Aside from the Club for Growth and the SBA List, Hoffman has won endorsements from the Eagle Forum, Campaign for Working Families and the American Conservative Union, which the conservative publication Human Events reported this week had told its supporters to withhold their donations from the NRCC.

On Tuesday, Hoffman won the endorsement of New York State Right to Life's political action committee, which said it was "shocked and dismayed when the Republican Party chose a rabidly pro-abortion candidate to represent the congressional district formerly held by Rep. John McHugh."

Conservative Party Chairman Mike Long distributed a memo Wednesday calling for a moratorium on donations to the NRCC "until that organization ceases support for Assemblywoman Scozzafava and clarifies its plans for candidate recruitment and support going forward."

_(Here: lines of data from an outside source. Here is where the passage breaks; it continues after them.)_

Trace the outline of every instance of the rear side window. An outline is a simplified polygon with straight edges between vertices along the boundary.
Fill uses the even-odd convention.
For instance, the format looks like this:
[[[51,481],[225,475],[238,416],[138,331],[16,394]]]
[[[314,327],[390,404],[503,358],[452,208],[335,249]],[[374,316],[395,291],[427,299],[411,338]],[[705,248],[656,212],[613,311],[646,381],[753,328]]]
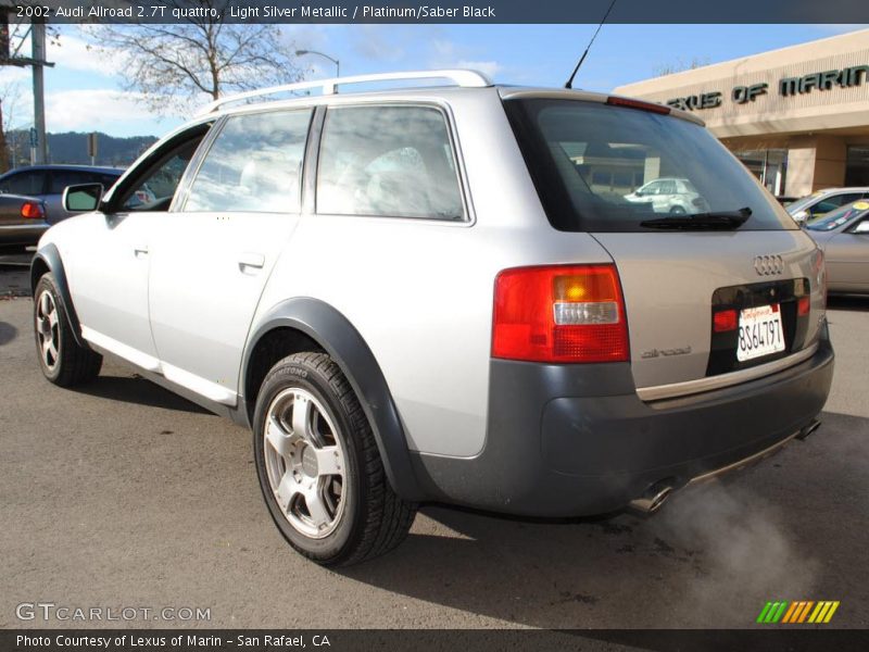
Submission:
[[[0,183],[0,190],[10,195],[43,195],[46,187],[46,173],[21,172],[13,174]]]
[[[326,114],[317,212],[464,220],[446,121],[428,106],[339,106]]]
[[[862,192],[849,192],[847,195],[833,195],[827,199],[819,201],[811,209],[813,213],[829,213],[839,206],[844,206],[846,203],[857,201],[862,197]]]
[[[744,208],[751,216],[741,230],[798,228],[700,125],[569,99],[513,99],[505,108],[557,229],[645,233],[646,221]]]
[[[205,154],[184,210],[298,213],[311,113],[229,117]]]

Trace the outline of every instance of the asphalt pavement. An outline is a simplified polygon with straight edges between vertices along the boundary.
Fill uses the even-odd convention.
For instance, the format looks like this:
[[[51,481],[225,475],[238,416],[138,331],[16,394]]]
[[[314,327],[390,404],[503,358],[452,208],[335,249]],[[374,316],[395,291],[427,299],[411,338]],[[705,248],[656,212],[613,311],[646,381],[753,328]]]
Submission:
[[[428,505],[394,552],[331,570],[272,524],[248,431],[119,364],[75,391],[43,380],[33,303],[10,298],[26,285],[0,266],[2,628],[106,625],[17,617],[39,602],[209,610],[136,627],[742,628],[769,600],[836,600],[827,627],[869,626],[869,299],[832,301],[821,428],[761,465],[652,518]]]

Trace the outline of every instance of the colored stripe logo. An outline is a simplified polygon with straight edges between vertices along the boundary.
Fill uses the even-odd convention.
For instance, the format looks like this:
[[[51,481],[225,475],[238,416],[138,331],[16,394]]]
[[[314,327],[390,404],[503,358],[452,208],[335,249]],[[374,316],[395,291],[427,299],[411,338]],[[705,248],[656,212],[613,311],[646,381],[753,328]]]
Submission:
[[[818,602],[813,600],[797,600],[795,602],[779,600],[777,602],[767,602],[764,609],[760,610],[760,615],[757,616],[756,622],[772,625],[776,623],[790,625],[814,623],[819,625],[829,623],[837,609],[837,600],[821,600]]]

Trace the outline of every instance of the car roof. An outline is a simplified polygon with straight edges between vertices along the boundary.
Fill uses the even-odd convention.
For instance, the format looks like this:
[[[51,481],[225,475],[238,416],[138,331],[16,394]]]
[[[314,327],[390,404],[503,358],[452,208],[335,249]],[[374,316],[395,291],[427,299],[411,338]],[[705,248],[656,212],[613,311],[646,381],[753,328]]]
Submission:
[[[75,164],[61,164],[61,163],[51,163],[45,165],[21,165],[15,167],[14,170],[10,170],[4,172],[2,176],[7,176],[8,174],[18,173],[18,172],[30,172],[30,171],[39,171],[39,172],[50,172],[50,171],[74,171],[74,172],[93,172],[97,174],[111,174],[114,176],[121,176],[124,172],[123,167],[100,167],[98,165],[75,165]]]
[[[843,195],[845,192],[869,192],[869,186],[848,186],[846,188],[823,188],[816,190],[810,197],[821,197],[826,195]]]
[[[452,85],[436,85],[436,86],[400,86],[392,87],[383,90],[362,90],[361,92],[337,92],[338,86],[351,86],[353,84],[377,84],[383,82],[417,82],[420,79],[450,79]],[[299,96],[299,92],[304,91],[310,93],[310,89],[320,89],[323,95],[305,95]],[[277,93],[297,93],[297,97],[289,99],[272,99]],[[216,118],[226,114],[243,113],[247,111],[261,110],[264,106],[280,109],[282,106],[300,106],[300,105],[316,105],[316,104],[335,104],[344,103],[348,101],[376,101],[385,99],[414,99],[423,98],[431,99],[436,95],[439,99],[450,99],[456,97],[466,97],[469,95],[483,95],[483,93],[498,93],[504,100],[520,99],[520,98],[550,98],[550,99],[570,99],[570,100],[584,100],[590,102],[606,103],[613,96],[612,93],[592,92],[581,89],[567,89],[567,88],[546,88],[533,86],[511,86],[511,85],[495,85],[489,77],[471,70],[444,70],[444,71],[414,71],[404,73],[383,73],[375,75],[357,75],[351,77],[340,77],[331,79],[322,79],[315,82],[302,82],[297,84],[288,84],[284,86],[275,86],[264,88],[261,90],[245,91],[235,96],[227,96],[221,98],[206,106],[204,106],[198,114],[199,120]],[[630,99],[630,98],[622,98]],[[247,101],[248,103],[229,106],[235,102]],[[643,104],[653,104],[647,100],[634,100]],[[675,108],[667,108],[668,113],[675,117],[679,117],[689,122],[700,125],[705,123],[690,112],[682,111]],[[199,122],[194,121],[194,122]],[[193,124],[193,123],[190,123]]]

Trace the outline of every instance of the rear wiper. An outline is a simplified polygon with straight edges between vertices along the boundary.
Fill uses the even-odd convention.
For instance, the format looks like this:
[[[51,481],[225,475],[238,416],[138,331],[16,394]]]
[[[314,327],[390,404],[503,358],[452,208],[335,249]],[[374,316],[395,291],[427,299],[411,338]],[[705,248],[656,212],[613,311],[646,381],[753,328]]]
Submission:
[[[721,211],[718,213],[696,213],[694,215],[670,215],[657,220],[646,220],[640,226],[646,228],[681,228],[681,229],[735,229],[752,216],[752,209],[745,206],[739,211]]]

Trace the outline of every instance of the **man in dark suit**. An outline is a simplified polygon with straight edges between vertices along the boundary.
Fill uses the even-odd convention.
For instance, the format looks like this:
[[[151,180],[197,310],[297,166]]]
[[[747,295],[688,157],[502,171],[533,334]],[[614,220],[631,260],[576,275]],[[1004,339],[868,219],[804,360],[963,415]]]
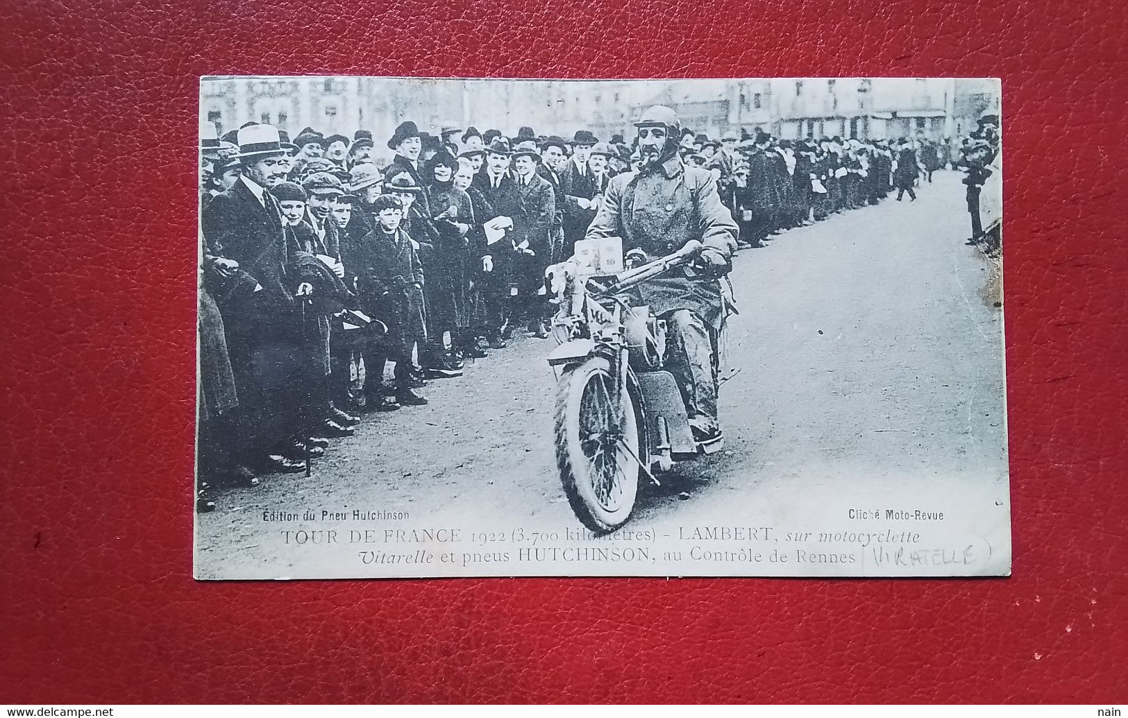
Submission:
[[[564,189],[561,185],[563,177],[559,170],[567,162],[567,143],[562,138],[552,136],[540,143],[540,167],[537,174],[544,177],[553,188],[553,198],[556,201],[556,213],[553,216],[552,251],[548,256],[549,264],[555,264],[564,257]]]
[[[556,198],[553,187],[537,174],[540,151],[536,142],[528,141],[513,150],[513,174],[520,213],[513,218],[513,246],[517,255],[517,305],[513,323],[528,322],[528,330],[544,339],[548,337],[545,320],[548,317],[548,294],[545,269],[550,264],[553,248],[553,220],[556,218]]]
[[[403,122],[396,127],[396,132],[388,140],[388,149],[396,156],[391,158],[391,165],[385,170],[385,178],[390,179],[400,171],[406,171],[412,176],[416,187],[423,186],[423,177],[420,174],[420,153],[423,151],[423,133],[418,131],[414,122]]]
[[[264,471],[301,471],[282,447],[298,433],[294,407],[301,344],[287,243],[277,201],[267,192],[285,174],[277,130],[239,130],[243,174],[201,214],[204,238],[228,273],[217,300],[239,392],[244,442],[239,451]]]
[[[591,203],[591,170],[588,154],[596,145],[596,135],[580,130],[572,140],[572,159],[561,172],[561,190],[564,193],[564,256],[571,256],[578,240],[583,239],[591,220],[596,216]]]
[[[482,220],[483,233],[486,237],[486,246],[481,249],[482,268],[486,277],[482,287],[482,300],[485,304],[482,322],[490,346],[495,349],[505,347],[505,342],[501,336],[502,325],[505,323],[509,314],[510,298],[518,294],[518,287],[512,284],[515,249],[512,230],[506,236],[491,242],[491,232],[485,228],[499,218],[512,220],[521,212],[521,197],[509,171],[510,154],[509,142],[501,138],[494,138],[486,149],[486,163],[482,171],[474,177],[473,183],[473,186],[482,193],[485,203],[492,209],[490,212],[492,216],[478,219]]]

"The NRCC's support for liberal Assemblywoman Scozzafava is a disturbing indication that the NRCC is test-marketing a campaign message blurring the differences between the parties instead of principled opposition to the liberal Democrats' agenda," read the memo, which circulated among conservative activists in Washington. "The "me-too" approach is both sure to fail politically and deeply dishonest to the NRCC's core financial supporters. The donors who sacrifice to write checks to the NRCC don't expect their efforts to be diverted to liberals like Assemblywoman Scozzafava."

Publicly, Republican leaders don't express concern about the conservative backlash over Scozzafava.

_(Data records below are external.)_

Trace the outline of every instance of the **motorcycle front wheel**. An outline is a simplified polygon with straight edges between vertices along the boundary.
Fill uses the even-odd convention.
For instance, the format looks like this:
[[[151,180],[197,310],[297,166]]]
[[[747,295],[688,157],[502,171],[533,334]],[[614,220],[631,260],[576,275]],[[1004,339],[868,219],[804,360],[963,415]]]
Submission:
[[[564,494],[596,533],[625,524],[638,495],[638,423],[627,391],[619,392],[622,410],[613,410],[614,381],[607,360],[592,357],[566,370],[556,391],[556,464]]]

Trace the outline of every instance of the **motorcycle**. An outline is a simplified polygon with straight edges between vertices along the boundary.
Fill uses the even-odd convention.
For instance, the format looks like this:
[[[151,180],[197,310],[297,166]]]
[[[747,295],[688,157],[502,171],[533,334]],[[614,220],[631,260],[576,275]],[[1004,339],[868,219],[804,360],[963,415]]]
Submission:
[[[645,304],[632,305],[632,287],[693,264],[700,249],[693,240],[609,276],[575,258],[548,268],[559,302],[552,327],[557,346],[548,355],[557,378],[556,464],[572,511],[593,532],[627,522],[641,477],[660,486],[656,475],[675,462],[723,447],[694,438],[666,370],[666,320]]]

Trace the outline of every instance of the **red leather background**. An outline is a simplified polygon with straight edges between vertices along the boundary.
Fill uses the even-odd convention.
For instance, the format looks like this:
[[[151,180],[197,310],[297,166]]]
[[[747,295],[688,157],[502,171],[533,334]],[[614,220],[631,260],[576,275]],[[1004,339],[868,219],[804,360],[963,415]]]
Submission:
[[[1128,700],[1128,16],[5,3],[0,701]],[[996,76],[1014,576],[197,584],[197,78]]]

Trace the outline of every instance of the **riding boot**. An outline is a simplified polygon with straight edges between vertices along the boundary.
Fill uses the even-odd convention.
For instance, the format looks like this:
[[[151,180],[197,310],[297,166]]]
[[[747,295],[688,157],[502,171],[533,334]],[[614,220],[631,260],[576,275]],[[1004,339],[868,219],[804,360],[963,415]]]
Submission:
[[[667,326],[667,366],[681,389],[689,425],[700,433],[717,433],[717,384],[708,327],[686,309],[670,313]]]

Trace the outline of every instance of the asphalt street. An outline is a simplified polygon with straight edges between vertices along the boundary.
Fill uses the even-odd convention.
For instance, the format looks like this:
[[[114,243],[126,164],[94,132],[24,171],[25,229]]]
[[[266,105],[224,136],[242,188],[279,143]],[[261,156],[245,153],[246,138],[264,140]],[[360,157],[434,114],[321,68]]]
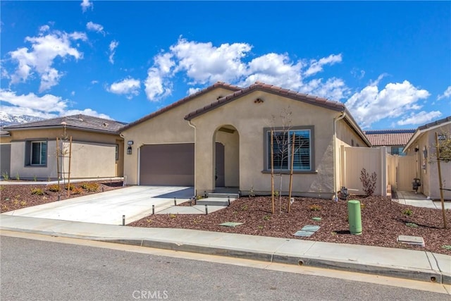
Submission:
[[[450,300],[449,295],[319,276],[0,238],[1,300]]]

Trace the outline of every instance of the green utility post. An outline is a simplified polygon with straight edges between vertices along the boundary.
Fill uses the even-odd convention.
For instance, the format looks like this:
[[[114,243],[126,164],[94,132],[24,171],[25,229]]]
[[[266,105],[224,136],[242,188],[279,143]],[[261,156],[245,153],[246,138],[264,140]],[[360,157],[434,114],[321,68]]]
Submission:
[[[362,215],[360,214],[360,202],[352,200],[347,202],[347,216],[351,234],[362,234]]]

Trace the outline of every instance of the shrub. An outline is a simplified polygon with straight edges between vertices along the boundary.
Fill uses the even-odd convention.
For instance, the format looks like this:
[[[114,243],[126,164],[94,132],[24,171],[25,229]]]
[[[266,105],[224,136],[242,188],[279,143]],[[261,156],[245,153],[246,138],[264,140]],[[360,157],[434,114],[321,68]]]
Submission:
[[[75,187],[70,190],[73,195],[81,195],[83,193],[83,188],[81,187]]]
[[[49,190],[51,191],[52,192],[57,192],[59,191],[59,185],[58,185],[57,184],[49,185]]]
[[[36,195],[44,195],[44,190],[42,188],[32,188],[31,194]]]
[[[408,216],[410,216],[413,214],[414,214],[414,211],[412,211],[412,209],[409,209],[409,208],[402,210],[402,214],[404,214],[404,215],[407,215]]]
[[[97,183],[84,183],[81,185],[81,188],[89,192],[94,192],[99,189],[99,184]]]
[[[376,171],[369,176],[369,173],[366,171],[366,169],[362,168],[360,172],[360,181],[364,188],[364,191],[367,197],[371,197],[374,193],[376,189],[376,183],[377,180],[377,175]]]
[[[320,211],[321,209],[321,207],[319,205],[310,205],[309,206],[309,208],[310,209],[311,211]]]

"She'd fit in just fine," House Minority Leader John Boehner told reporters Wednesday when asked where Scozzafava would fit in ideologically in his conference. "I've contributed to her election, and we're urging all of our members to help bring this race home."

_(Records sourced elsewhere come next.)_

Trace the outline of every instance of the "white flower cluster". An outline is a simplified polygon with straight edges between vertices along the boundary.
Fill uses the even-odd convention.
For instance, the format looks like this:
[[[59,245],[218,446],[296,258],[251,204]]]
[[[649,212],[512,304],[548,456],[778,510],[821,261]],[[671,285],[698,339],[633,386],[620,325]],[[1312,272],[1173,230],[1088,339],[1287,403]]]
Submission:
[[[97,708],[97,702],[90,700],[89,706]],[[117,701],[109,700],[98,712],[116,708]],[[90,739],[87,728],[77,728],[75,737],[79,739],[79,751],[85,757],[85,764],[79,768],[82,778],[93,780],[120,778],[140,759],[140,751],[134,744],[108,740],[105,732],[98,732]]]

Still, it's clear that discomfort with Scozzafava runs deep, even within House leadership.

House Republican Conference Chairman Mike Pence, an Indiana conservative, has pointedly refused to endorse or donate to Scozzafava's campaign. Asked in an interview with POLITICO late last week if he was going to support Scozzafava, Pence only smiled and responded, "No comment."

Pressed further, Pence smiled and nodded his head as if to say he would have nothing more to say.

Privately, other senior Republicans acknowledge the rancor and fear that it imperils their hopes of retaining a seat that McHugh held easily for nine terms.

"It's a tough climate for us," one GOP congressman acknowledged this week. "You never want to see a split."

On Wednesday morning, one week after the altercation, Sessions prodded members in a closed-door conferencewide meeting at the Capitol Hill Club to back Scozzafava, while moderate Rep. Charlie Dent (R-Pa.) urged those in attendance to donate to her campaign.

Hoffman, who runs an accounting business with five offices across the district, is an unlikely recipient of national conservative enthusiasm. Before being embraced by the Conservative Party, he had no experience running a campaign -- he didn't even make it to the final round of contenders in July.

Though he currently trails Scozzafava -- who is the front-runner -- and Democratic nominee Bill Owens, according to a recent Siena University poll, if he doesn't win, Hoffman could conceivably draw enough GOP votes to hand the seat to Owens.

"I'm the only common-sense conservative Republican in this race, and there's two very liberal opponents who don't reflect the ideals and values of the voters in this district," Hoffman told POLITICO. "I'm not a spoiler. I'm the only real Republican in this race."

Carl Forti, a veteran Republican consultant with upstate New York roots, said there was little question that Hoffman's pull with conservatives could play a major role in determining the outcome.

"Having a credible Conservative Party candidate on the ballot is a major problem," said Forti. "If Hoffman can raise money and if the Club for Growth spends what they've committed, the possibility exists that this could become a two-person race between Hoffman and the Democrat."

Cognizant of Hoffman's impact on the race, the NRCC has been spending as much time undermining Hoffman as it has attacking Owens.

The committee has blasted out near-daily press releases questioning Hoffman's honesty and points to his immediate support of Scozzafava after she secured the nomination -- he sent her an e-mail asking how he could help her campaign.